En el apartamento de Nicoleta, en la habitación de invitados llena de plantas y libros, Ilinca abrió su laptop y encontró el correo de una colega sobre una oportunidad de trabajo remoto.
No había sido una fantasía lanzada para provocar a Petru —era una oportunidad real. La empresa abría una oficina en Bucarest y buscaba empleados con experiencia para trabajo híbrido.
—Puedo empezar de nuevo —le dijo a Nicoleta, que acababa de traerle un té.
Nicoleta se sentó a su lado en la cama.
—Esto no es un nuevo comienzo, Ilinca. Es la continuación de tu vida, pero sin el equipaje que te arrastraba.
En los días siguientes, Ilinca reorganizó su vida con una energía que no sabía que tenía.
Habló con un abogado sobre cómo sacar legalmente a Petru del apartamento si se negaba a irse. Contactó con el banco para renegociar el crédito hipotecario. Y envió su currículum para el puesto en Bucarest.
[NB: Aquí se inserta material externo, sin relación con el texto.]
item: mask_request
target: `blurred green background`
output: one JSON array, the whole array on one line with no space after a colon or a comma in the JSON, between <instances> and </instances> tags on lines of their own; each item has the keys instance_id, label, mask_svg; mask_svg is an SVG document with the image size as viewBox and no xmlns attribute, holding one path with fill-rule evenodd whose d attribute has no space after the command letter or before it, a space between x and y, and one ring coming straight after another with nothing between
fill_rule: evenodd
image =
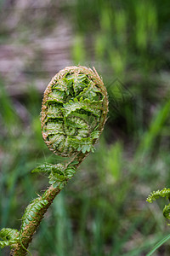
<instances>
[{"instance_id":1,"label":"blurred green background","mask_svg":"<svg viewBox=\"0 0 170 256\"><path fill-rule=\"evenodd\" d=\"M40 129L43 90L70 65L95 67L110 113L96 151L55 199L34 256L144 256L170 233L169 0L0 1L0 225L20 229L48 186L31 171L58 159ZM8 255L9 250L0 251ZM170 241L155 256L170 255Z\"/></svg>"}]
</instances>

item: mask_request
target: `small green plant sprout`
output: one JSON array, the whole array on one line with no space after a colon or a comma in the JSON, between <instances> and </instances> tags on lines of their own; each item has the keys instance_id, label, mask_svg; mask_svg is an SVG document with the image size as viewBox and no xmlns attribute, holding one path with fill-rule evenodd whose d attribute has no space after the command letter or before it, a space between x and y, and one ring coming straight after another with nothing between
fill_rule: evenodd
<instances>
[{"instance_id":1,"label":"small green plant sprout","mask_svg":"<svg viewBox=\"0 0 170 256\"><path fill-rule=\"evenodd\" d=\"M154 201L160 197L167 197L168 201L170 201L170 189L164 188L162 190L153 191L148 196L146 201L152 203ZM170 203L166 205L163 209L163 216L166 218L170 219Z\"/></svg>"},{"instance_id":2,"label":"small green plant sprout","mask_svg":"<svg viewBox=\"0 0 170 256\"><path fill-rule=\"evenodd\" d=\"M65 158L65 164L44 164L32 171L47 173L50 185L26 208L20 230L0 231L0 246L9 246L11 255L29 253L32 236L54 199L89 152L94 151L107 113L106 89L94 68L67 67L52 79L42 100L42 133L48 148Z\"/></svg>"}]
</instances>

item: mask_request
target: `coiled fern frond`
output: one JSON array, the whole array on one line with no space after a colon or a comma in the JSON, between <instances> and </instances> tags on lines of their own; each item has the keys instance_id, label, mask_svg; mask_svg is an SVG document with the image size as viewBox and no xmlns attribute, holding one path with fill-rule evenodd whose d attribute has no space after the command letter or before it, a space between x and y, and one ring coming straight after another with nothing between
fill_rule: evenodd
<instances>
[{"instance_id":1,"label":"coiled fern frond","mask_svg":"<svg viewBox=\"0 0 170 256\"><path fill-rule=\"evenodd\" d=\"M42 108L42 137L54 154L94 151L107 113L106 90L96 72L68 67L48 85Z\"/></svg>"},{"instance_id":2,"label":"coiled fern frond","mask_svg":"<svg viewBox=\"0 0 170 256\"><path fill-rule=\"evenodd\" d=\"M107 112L106 89L94 68L67 67L52 79L42 100L42 133L48 148L66 160L32 171L48 173L50 186L26 208L20 230L0 231L0 246L10 246L11 255L26 255L33 234L54 199L88 154L94 152Z\"/></svg>"}]
</instances>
Petru intentó contactarla muchas veces: llamadas, mensajes, correos. Iba del ruego a la amenaza, de promesas de cambio a crueles acusaciones. Ilinca lo leía todo, pero no respondía nada.
El viernes por la noche, Ilinca volvió al apartamento acompañada de Nicoleta y un primo suyo que era policía. Esperaba caos, quizá destrucción, pero se sorprendió: todo estaba casi intacto.
Petru se había ido, había dejado las llaves sobre la mesa y una nota escrita a toda prisa: “Te vas a arrepentir. Nadie te amará como yo.”
Ilinca arrugó el papel y lo tiró. Sabía que era solo un último intento de manipularla. El amor verdadero no es explotación, no es control, no es usar y desechar a alguien cuando ya no sirve.
Esa noche, su primera en el apartamento que había recuperado, Ilinca durmió mejor que nunca. Por la mañana, con un café humeante en la mano, volvió a mirar por la ventana al patio interior.
Las mismas madres con carritos, los mismos hombres apurados al trabajo, los mismos niños corriendo a la escuela. Exteriormente, nada había cambiado —pero para ella, todo era distinto.
Su teléfono sonó —era la empresa. Había conseguido el trabajo en Bucarest. Podía empezar en cualquier momento.
Ilinca sonrió y abrió la app de propiedades. Era hora de alquilar el apartamento —no a la hermana de Petru, sino a alguien que realmente lo valorara.
Y se iría, hacia su nueva vida —una construida sobre sus propias decisiones, no sobre las ilusiones de otro.